Situation: I have Prometheus and Alertmanager setup to monitor, among other things, CPU temp of various devices. Alertmanager sends alerts from production devices to PagerDuty.
The devices I'm monitoring have different models with different operating specs. Normal CPU temp for models 1-5 is 50C, while for model 6 it's 70C. Currently the threshold for the CPU temp alerts is 60C, so PagerDuty keeps getting alerts from model 6 devices that are operating at their normal temperature.
Is there a way to filter out cpu temp alerts from only model 6 devices if the temp is below 80C and still get cpu temp alerts for model 1-5 devices at 60C?

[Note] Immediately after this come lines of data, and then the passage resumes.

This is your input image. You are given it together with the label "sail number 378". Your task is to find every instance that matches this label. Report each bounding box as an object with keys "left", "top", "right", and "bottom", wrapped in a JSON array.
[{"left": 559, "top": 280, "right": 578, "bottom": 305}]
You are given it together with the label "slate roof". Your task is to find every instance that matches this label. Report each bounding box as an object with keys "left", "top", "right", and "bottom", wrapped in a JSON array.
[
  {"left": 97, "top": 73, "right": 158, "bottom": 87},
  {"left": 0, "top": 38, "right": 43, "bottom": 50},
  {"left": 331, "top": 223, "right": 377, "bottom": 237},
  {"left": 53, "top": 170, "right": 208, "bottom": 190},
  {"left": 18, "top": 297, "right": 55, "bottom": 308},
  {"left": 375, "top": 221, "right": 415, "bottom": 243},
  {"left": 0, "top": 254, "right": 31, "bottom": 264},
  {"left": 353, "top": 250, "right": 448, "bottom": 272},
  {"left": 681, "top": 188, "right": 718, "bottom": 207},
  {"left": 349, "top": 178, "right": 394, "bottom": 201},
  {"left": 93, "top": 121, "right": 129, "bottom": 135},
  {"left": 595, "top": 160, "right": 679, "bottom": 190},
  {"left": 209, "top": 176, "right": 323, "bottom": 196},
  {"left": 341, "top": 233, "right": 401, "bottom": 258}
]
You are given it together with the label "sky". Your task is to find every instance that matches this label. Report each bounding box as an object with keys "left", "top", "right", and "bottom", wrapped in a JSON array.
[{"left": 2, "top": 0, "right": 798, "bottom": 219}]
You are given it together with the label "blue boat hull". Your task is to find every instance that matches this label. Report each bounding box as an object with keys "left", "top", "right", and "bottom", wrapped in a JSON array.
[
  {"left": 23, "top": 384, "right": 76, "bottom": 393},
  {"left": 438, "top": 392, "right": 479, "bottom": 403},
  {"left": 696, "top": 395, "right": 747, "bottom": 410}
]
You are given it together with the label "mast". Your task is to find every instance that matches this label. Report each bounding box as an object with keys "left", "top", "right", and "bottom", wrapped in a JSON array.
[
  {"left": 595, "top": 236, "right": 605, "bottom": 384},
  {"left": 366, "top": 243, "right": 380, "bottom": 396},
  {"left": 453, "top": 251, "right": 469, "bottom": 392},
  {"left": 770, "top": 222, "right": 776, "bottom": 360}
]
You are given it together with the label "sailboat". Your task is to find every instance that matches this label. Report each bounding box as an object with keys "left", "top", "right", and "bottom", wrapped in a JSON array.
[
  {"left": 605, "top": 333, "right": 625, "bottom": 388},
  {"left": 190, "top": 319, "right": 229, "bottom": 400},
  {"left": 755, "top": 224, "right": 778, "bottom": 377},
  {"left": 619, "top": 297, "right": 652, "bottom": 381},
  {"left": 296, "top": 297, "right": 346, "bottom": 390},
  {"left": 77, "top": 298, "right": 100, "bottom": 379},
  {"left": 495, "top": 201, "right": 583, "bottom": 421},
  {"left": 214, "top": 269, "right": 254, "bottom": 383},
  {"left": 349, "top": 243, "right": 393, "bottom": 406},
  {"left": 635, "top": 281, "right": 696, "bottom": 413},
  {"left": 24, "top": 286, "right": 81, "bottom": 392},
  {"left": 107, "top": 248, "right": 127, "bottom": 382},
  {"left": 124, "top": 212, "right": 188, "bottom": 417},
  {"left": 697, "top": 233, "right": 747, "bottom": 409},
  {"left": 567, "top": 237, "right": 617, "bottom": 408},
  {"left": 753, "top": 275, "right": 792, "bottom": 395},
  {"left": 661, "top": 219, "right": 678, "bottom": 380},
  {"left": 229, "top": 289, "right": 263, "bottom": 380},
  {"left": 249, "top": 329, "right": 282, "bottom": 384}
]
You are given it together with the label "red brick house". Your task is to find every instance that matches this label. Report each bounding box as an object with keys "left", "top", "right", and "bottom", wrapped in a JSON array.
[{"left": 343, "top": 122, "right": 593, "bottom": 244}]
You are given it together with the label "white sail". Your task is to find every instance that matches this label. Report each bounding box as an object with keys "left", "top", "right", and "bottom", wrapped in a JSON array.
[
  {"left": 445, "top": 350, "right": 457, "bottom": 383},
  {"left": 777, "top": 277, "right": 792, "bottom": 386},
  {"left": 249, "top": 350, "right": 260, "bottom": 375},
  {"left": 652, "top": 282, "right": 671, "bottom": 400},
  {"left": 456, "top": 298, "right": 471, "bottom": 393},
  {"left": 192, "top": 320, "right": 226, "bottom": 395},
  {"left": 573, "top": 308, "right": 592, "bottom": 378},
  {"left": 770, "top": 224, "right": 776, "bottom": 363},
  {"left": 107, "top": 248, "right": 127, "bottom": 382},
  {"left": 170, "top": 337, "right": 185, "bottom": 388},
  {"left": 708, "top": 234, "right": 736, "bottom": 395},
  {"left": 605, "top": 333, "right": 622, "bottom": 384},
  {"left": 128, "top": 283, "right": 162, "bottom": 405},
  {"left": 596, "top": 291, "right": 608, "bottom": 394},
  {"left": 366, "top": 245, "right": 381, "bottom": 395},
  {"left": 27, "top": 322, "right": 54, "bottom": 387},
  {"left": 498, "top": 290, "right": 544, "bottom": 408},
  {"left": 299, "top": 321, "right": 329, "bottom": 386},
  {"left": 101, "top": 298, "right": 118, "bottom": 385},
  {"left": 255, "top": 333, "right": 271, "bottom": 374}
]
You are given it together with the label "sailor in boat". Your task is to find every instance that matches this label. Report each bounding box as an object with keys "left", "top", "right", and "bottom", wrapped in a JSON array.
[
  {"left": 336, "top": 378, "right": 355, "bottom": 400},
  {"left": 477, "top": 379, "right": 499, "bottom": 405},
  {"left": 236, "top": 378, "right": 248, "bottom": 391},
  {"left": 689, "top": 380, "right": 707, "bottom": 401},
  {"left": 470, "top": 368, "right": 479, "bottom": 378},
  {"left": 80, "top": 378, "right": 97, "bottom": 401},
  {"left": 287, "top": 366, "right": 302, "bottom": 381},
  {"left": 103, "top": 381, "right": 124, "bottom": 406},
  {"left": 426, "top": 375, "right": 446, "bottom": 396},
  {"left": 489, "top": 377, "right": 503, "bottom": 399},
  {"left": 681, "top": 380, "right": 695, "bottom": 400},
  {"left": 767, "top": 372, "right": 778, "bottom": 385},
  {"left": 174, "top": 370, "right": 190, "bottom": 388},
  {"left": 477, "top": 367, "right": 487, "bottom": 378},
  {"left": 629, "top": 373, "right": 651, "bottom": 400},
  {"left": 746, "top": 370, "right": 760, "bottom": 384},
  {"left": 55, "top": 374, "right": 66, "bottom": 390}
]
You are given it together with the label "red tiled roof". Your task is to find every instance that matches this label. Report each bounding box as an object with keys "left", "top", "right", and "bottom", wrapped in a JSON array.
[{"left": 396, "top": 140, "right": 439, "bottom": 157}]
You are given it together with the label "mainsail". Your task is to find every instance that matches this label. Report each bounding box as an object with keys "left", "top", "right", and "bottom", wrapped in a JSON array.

Note: There are lots of other metrics that are being monitored, but for all of them other than CPU temp, all device models have the exact same thresholds.
Here is a snippet from my alertmanager.yml
that sends prod alerts to PagerDuty
- match:
stack_name: prod
severity: critical
receiver: PagerDuty
Admittedly, I don't have a great deal of YML experience. but this is what I'm hoping to do, but I'm not sure of the correct syntax:
- match:
stack_name: prod
severity: critical
alertname: !device_cpu_temperature
receiver: PagerDuty
- match:
stack_name: prod
severity: critical
alertname: device_cpu_temperature
uuid: !*6X*
receiver: PagerDuty
- match:
stack_name: prod
severity: critical
alertname: device_cpu_temperature
uuid: *6X*
value: >80
receiver: PagerDuty
Desired outcome:
- All critical prod alerts except device_cpu_temperature are sent to PagerDuty
- Critical prod device_cpu_temperature alerts are only sent to PagerDuty if the model number isn't 6 (uuid contains the model number followed by an 'X')
- Critical prod device_cpu_temperature alerts from model 6 devices are sent to PagerDuty only if the cpu temp is above 80C.
Or would it be better to have 2 different alert rules in prometheus? Can certain rules be applied to only certain devices? If so, how?